Мужчина у игорного столика, поражавший беспрерывной сменой выражений лица, казалось, был чем-то встревожен, чего-то ждал, и та же тревога владела мумиями. То и дело смотрели они на стенные часы, где большая стрелка уже приближалась к часовой отметке. Здесь, несомненно, ждали кого-то – кого-то, в чьей власти было прогнать тоску, круто изменить судьбы присутствующих, принести с собой свежее дуновение жизни. А может, даже перевернуть всю жизнь в этом доме. Будто зажатые в тисках страха, мумии не смели отдаться игре и клали карты наугад, словно ожидая, что в любой миг их игру могут прервать, и отсюда проистекала застылость всех этих лиц и жестов, отчего игроки походили на манекенов.
   И, наконец, ожидаемое свершилось. «Какая удача!» – подумал я, когда зашевелилась портьера и горничная в белой наколке, войдя, доложила о чьем-то приходе. Все присутствующие встрепенулись, а молодая женщина, полуобернувшись к вошедшему, встала. Тут пробили стенные часы, я с улицы услыхал этот бой и увидел, как минутная стрелка подскочила к цифре двенадцать.
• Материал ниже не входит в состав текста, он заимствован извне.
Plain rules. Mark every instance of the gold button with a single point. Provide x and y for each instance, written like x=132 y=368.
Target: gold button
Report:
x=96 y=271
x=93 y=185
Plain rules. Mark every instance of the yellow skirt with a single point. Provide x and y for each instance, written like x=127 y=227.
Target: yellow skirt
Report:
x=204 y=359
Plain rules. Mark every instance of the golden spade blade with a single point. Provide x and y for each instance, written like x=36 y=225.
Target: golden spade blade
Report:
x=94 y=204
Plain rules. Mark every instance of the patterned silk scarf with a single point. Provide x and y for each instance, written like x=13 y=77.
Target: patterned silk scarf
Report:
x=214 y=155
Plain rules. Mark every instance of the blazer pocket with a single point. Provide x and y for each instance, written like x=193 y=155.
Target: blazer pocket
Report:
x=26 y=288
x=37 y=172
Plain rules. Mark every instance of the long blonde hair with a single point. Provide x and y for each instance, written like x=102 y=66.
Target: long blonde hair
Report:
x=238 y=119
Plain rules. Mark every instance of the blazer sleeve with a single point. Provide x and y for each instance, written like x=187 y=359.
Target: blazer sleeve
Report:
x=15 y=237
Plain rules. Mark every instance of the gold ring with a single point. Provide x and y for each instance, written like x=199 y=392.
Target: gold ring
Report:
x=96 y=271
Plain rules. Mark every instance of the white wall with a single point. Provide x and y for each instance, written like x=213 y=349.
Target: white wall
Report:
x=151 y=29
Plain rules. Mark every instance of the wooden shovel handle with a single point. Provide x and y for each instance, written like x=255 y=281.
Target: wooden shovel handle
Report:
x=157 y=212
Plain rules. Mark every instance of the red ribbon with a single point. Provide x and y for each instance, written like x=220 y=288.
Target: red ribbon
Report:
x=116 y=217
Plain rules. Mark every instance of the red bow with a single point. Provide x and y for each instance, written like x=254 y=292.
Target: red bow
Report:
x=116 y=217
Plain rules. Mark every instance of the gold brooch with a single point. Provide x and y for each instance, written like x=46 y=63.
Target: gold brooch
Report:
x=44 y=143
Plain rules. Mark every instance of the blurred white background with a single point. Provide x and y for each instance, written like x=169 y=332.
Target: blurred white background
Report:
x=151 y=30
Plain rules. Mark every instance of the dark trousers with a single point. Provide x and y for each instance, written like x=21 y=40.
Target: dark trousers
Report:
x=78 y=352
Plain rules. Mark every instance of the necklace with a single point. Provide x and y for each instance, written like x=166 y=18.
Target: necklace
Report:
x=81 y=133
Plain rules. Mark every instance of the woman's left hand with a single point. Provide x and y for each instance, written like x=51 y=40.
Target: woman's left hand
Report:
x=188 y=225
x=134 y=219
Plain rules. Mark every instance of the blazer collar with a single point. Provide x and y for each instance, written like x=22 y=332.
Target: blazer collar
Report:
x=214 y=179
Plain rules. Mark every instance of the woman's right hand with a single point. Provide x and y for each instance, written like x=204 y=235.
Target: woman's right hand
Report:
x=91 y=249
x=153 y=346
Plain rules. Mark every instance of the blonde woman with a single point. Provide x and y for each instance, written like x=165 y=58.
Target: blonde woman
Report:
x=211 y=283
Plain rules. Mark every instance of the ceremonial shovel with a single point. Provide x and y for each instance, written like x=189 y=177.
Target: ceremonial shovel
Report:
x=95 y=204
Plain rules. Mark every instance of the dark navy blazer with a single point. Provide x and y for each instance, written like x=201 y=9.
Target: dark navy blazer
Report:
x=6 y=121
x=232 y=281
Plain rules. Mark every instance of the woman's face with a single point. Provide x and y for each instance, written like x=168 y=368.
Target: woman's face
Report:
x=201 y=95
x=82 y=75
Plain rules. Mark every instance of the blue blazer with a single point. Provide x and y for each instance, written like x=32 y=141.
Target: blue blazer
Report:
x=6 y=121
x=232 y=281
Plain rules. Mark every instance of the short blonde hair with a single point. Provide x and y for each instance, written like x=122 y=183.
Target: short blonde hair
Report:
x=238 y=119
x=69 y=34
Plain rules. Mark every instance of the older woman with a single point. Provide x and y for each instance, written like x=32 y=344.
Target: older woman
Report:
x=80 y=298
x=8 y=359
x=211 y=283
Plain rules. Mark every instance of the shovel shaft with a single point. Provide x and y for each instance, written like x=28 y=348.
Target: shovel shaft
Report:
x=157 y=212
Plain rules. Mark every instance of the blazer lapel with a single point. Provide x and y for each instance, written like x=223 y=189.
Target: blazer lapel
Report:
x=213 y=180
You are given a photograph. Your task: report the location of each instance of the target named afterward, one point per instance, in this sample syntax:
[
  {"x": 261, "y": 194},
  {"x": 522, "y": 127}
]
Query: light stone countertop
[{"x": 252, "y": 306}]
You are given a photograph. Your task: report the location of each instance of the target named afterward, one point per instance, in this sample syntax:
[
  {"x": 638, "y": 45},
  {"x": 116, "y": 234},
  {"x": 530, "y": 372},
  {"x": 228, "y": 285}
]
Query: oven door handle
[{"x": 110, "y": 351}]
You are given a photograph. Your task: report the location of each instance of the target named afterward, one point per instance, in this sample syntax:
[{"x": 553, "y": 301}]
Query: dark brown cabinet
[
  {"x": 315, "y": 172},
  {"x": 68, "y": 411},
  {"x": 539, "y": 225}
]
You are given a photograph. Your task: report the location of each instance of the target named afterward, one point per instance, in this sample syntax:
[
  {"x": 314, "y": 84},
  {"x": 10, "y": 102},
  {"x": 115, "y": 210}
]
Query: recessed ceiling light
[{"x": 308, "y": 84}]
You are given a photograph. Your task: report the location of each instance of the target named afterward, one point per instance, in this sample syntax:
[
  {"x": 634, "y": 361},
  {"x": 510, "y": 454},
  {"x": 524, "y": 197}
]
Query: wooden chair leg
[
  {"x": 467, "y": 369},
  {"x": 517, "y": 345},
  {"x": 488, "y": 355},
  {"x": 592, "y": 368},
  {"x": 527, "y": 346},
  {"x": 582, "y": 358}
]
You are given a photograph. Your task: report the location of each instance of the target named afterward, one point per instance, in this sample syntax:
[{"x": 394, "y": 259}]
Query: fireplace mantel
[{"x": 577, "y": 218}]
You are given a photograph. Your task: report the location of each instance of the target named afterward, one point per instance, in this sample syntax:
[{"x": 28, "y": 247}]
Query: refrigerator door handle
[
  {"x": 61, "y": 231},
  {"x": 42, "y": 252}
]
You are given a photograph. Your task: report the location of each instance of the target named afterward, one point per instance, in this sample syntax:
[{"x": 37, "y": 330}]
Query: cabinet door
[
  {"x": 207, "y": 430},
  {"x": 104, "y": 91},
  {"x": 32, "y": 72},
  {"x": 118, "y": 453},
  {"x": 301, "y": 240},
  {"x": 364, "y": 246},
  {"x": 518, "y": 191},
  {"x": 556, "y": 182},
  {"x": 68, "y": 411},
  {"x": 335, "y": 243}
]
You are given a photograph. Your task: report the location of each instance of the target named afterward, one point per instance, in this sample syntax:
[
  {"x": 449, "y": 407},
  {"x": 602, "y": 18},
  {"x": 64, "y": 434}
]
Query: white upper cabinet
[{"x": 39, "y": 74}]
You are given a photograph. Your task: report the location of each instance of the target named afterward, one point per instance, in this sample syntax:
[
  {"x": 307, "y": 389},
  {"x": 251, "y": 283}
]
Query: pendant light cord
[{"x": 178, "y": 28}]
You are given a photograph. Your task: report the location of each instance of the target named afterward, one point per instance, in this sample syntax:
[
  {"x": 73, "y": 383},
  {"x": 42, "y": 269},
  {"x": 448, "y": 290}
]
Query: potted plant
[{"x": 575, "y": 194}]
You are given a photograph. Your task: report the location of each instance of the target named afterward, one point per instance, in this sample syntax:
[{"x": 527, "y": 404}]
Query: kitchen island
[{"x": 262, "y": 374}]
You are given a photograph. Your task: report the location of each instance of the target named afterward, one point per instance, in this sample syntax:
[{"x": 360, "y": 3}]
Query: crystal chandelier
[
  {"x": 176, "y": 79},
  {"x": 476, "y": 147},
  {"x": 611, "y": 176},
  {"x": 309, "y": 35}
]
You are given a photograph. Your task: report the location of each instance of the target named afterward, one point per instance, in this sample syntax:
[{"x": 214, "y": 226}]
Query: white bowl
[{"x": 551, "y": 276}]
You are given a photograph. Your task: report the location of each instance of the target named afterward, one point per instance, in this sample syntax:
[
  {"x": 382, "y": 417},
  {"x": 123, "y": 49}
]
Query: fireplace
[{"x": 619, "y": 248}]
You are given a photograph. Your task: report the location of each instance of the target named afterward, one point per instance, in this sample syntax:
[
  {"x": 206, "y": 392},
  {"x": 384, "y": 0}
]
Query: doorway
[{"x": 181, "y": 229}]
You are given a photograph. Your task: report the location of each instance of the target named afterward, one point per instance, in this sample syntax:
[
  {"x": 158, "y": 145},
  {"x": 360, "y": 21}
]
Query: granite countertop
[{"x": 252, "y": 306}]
   Кто-то из прохожих вдруг сильно пихнул меня, и я очнулся так резко, будто меня и впрямь вытолкнули из того дома на улицу, изгнав из гостиной, где на две бесконечные минуты поселилась моя душа, где я прожил частицу жизни других людей, обитателей дома. Пристыженный, побрел я своей дорогой, поначалу намереваясь повернуть назад, дабы узнать развязку увиденной сцены, но скоро одумался, утешив себя мыслью: конец истории заведомо мне известен, сколько раз я сам переживал то же самое!
 
* * *
 
   Весна идет, как встарь, а все же идет не так, как в прежние времена. Прежде весну приносил первый жаворонок, но жаворонки уже не спешат к нам нынче, и весну делают зяблики в Хумлегорден и скворцы на Птичьей горе – Фогельбаккен. Одно лишь осталось как было: апрельские переезды. Вид мебели, домашней утвари на тротуаре всегда казался мне тягостным. Бесприютные люди, вынужденные выставлять на всеобщее обозрение свой обиход, стыдятся его, потому никогда и не увидишь подле вещей хозяина, стерегущего свое добро. Тысячу раз предпочтет он поручить заботам чужих людей весь этот скарб – столь убогий в безжалостном свете дня. Вон тот диван и перед ним стол казались вполне приличными дома при слабом свете лампы, но на улице, под яркими лучами солнца, сразу обнажились все прорехи и пятна, и если дома даже не замечали, что у дивана шатается ножка, то тут, на улице, она сразу же отвалилась.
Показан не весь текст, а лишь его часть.